Manufacturing Supervisor I - 3rd Shift

This is where you save and sustain lives

At Baxter, we are deeply connected by our mission. No matter your role at Baxter, your work makes a positive impact on people around the world.

You’ll feel a sense of purpose throughout the organization, as we know our work improves outcomes for millions of patients.

Baxter’s products and therapies are found in almost every hospital worldwide, in clinics and in the home. For over 85 years, we have pioneered significant medical innovations that transform healthcare.

Together, we create a place where we are happy, successful and inspire each other. This is where you can do your best work.

Join us at the intersection of saving and sustaining lives where your purpose accelerates our mission.

Your role at Baxter :

Your team :

Baxter is focused on saving and sustaining lives by finding solutions to sophisticated problems. Every single day, the manufacturing team strives to create quality products for our customers and are sometimes met with unforeseen issues to tackle.
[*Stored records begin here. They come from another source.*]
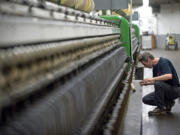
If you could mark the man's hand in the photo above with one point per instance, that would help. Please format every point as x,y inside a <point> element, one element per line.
<point>147,81</point>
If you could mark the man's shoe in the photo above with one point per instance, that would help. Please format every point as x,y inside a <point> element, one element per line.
<point>169,107</point>
<point>157,111</point>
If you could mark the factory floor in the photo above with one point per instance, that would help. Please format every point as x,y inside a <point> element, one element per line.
<point>137,121</point>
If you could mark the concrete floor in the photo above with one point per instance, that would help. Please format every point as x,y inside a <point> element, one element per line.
<point>161,125</point>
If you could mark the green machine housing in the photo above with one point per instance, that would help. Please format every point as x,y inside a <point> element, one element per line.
<point>125,31</point>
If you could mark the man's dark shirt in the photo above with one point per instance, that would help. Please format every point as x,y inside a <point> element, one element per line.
<point>164,66</point>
The high-caliber talent at Baxter meets these challenges head-on, as a team, to create products with the customer's needs top-of-mind.
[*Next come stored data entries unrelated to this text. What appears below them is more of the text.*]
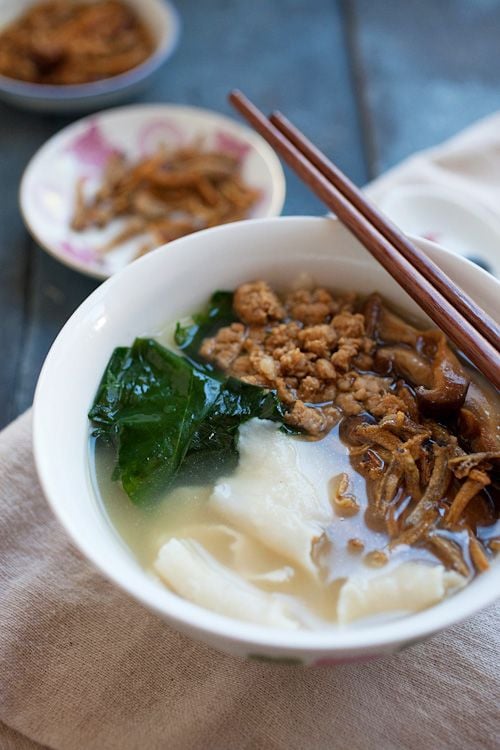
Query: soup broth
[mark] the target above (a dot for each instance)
(355, 501)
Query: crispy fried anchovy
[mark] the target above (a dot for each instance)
(462, 465)
(379, 436)
(436, 488)
(477, 553)
(449, 553)
(475, 482)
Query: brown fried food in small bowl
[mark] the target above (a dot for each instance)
(70, 55)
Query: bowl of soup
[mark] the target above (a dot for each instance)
(252, 435)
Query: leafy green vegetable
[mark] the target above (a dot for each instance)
(169, 420)
(219, 313)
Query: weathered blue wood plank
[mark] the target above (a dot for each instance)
(289, 55)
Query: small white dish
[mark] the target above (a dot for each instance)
(48, 185)
(448, 217)
(165, 286)
(159, 16)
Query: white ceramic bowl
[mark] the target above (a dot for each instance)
(162, 287)
(80, 151)
(161, 19)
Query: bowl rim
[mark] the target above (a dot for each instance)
(208, 625)
(112, 84)
(277, 175)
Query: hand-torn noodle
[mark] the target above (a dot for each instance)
(62, 42)
(165, 196)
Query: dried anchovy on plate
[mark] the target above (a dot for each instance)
(65, 43)
(166, 195)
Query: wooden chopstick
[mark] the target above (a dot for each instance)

We build relationships with each other to get work done.

We provide opportunities for you to continue to learn through training, conferences, certifications, and support for advanced degrees.

Growth from role to role or level to level is encouraged and is supported by management to ensure employees are consistently engaged with their work.

What you'll be doing :

• The Production Supervisor is expected to provide guidance, support, direction and leadership through positive interactions with all personnel during daily operations.
• Responsible for supervising the day-to-day production, scheduling, staffing, material management, compliance, training and auditing activities to meet customer requirements including deadlines and quality standards.
• Audit, refine, and improve processes and equipment operation within the manufacturing areas. Drive to utilize resources and raw materials in the most efficient and productive manner possible.
• Support and Emphasize the Safety and Quality commitments of the department.
• Interview, hire, coach, motivate, develop and discipline staff. Conduct annual performance reviews for all direct reports.

Assist in setting performance objectives and development plans. Monitor progress.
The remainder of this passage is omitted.